Exodus - Leon Uris [140]
Briefly in 1908 there was a rebellion of the Young Turks, who deposed the corrupt old tyrant and despot Abdul Hamid II. The entire Zionist movement was hopeful as he was replaced by Mohammed V as Sultan of the Ottomans and spiritual head of the Moslem world.
They soon learned that the rebellion would have no effect on the granting of a charter. Mohammed V had inherited a collapsing empire, and was known to the world as the “sick man of Europe.”
From the very beginning, the British had shown the greatest sympathy for the Zionists. Barak felt that Jewish interests and British interests could be brought together, while there was no basis for co-operation with the Turks. The British had offered both Sinai and Uganda for settlement. Many high British officials spoke openly in support of a Jewish homeland. England itself was the headquarters for the Zionists; and further, Dr. Chaim Weizmann, a Russian-born Jew, had become the world spokesman for the Zionist movement.
With the rise of the British in the Middle East and the obvious eclipse of the Ottomans, Barak and the Yishuv and the Zionists became openly pro-British.
Mohammed V had lost a series of costly Balkan wars.
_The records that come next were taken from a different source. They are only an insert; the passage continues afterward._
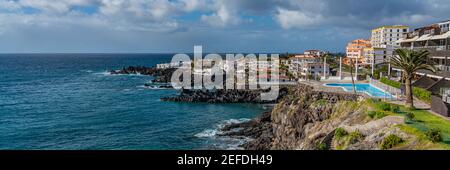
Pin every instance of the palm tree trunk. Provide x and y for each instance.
(351, 75)
(409, 92)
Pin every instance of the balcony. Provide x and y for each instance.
(445, 93)
(443, 68)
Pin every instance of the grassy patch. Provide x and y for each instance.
(420, 93)
(390, 142)
(422, 120)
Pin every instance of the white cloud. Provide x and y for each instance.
(223, 16)
(297, 19)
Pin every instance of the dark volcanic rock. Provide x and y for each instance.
(285, 126)
(223, 96)
(258, 129)
(161, 75)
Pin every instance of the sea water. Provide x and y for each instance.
(70, 101)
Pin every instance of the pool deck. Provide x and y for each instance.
(320, 86)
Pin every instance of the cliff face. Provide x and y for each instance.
(307, 120)
(304, 118)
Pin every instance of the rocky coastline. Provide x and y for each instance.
(287, 126)
(224, 96)
(161, 75)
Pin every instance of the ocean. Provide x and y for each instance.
(71, 102)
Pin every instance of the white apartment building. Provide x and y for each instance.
(445, 26)
(386, 36)
(303, 65)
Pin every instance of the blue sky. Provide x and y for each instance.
(152, 26)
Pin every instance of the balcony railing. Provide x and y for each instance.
(443, 68)
(445, 92)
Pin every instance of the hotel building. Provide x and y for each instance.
(304, 65)
(387, 36)
(384, 41)
(435, 39)
(355, 51)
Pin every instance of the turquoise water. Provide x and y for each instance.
(69, 101)
(365, 88)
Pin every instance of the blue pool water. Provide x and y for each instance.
(69, 101)
(365, 88)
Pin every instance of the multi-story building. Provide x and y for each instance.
(387, 36)
(355, 51)
(374, 55)
(318, 53)
(435, 39)
(304, 65)
(445, 26)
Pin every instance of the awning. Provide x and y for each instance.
(442, 36)
(424, 37)
(408, 40)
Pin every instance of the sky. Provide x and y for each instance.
(166, 26)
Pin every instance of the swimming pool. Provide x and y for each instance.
(365, 88)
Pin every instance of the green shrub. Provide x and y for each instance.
(321, 146)
(396, 109)
(375, 100)
(390, 141)
(422, 94)
(418, 92)
(410, 116)
(340, 132)
(434, 135)
(385, 107)
(391, 82)
(376, 115)
(355, 137)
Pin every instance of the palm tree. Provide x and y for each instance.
(351, 75)
(410, 62)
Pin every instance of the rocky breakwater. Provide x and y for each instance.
(224, 96)
(161, 75)
(293, 123)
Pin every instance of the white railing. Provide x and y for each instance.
(445, 92)
(395, 92)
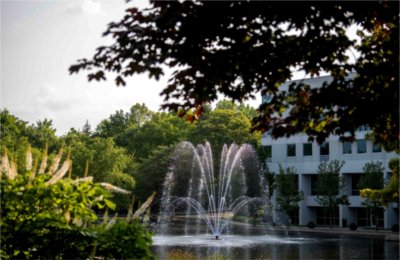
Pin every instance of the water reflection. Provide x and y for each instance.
(295, 246)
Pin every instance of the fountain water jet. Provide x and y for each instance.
(216, 198)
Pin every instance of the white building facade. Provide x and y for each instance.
(305, 157)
His position as the “Shadow of God,” the Moslem spiritual leader, was slipping and the five-century-old Ottoman reign was tottering as the empire came close to economic collapse.
For centuries the Czars of Russia had dreamed of having warm-water ports on the Mediterranean. It had been their eternal ambition to break through the Bosporus and the Dardanelles. With the collapse of the Ottomans at hand, Russia concocted a gigantic power play to carry this out at last. Russia goaded Turkey in an attempt to line her up on the side of Germany. Russia wanted a war with Turkey and she made the ownership of Constantinople the condition of entering that war on the side of the Allied powers. Mohammed V was well aware of what Russia was up to and he studiously avoided a fight. He realized that not only were the Russians going to grab Constantinople but the British, French, and Italians were impatiently waiting to pounce on the empire and split it up among themselves.
World War I erupted!
Mohammed V did not oblige either the Russians or the British by collapsing. Indeed, the Turks showed more fight than anyone had bargained for. The Russian Army was stopped dead trying to cross the Caucasus Mountains; and in the Middle East the Turks lunged out of Palestine, crossed the Sinai Desert, and stood at the very artery of the British Empire, the Suez Canal.
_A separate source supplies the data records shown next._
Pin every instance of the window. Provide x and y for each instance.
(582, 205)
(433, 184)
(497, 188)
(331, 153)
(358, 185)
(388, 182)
McMahon, the British commissioner in Egypt, began making promises to the Arabs if only the Arabs would rebel against the Ottomans. The British promises implied independence for the Arabs in return for their aid. British agents worked desperately to drum up an Arab revolt against the Turks. They went to the leading Arab prince, Ibn Saud, the powerful Wahabite of Arabia. Ibn Saud decided to wait until he was certain which way the wind was blowing. The balance of the Arab world either fought alongside the Turks or played a game of waiting.
On the Ottoman side, Mohammed V, titular head of all the Moslems, sent out hysterical calls for the entire Moslem world to rise against the British in a “holy war.” His appeals were met with silence.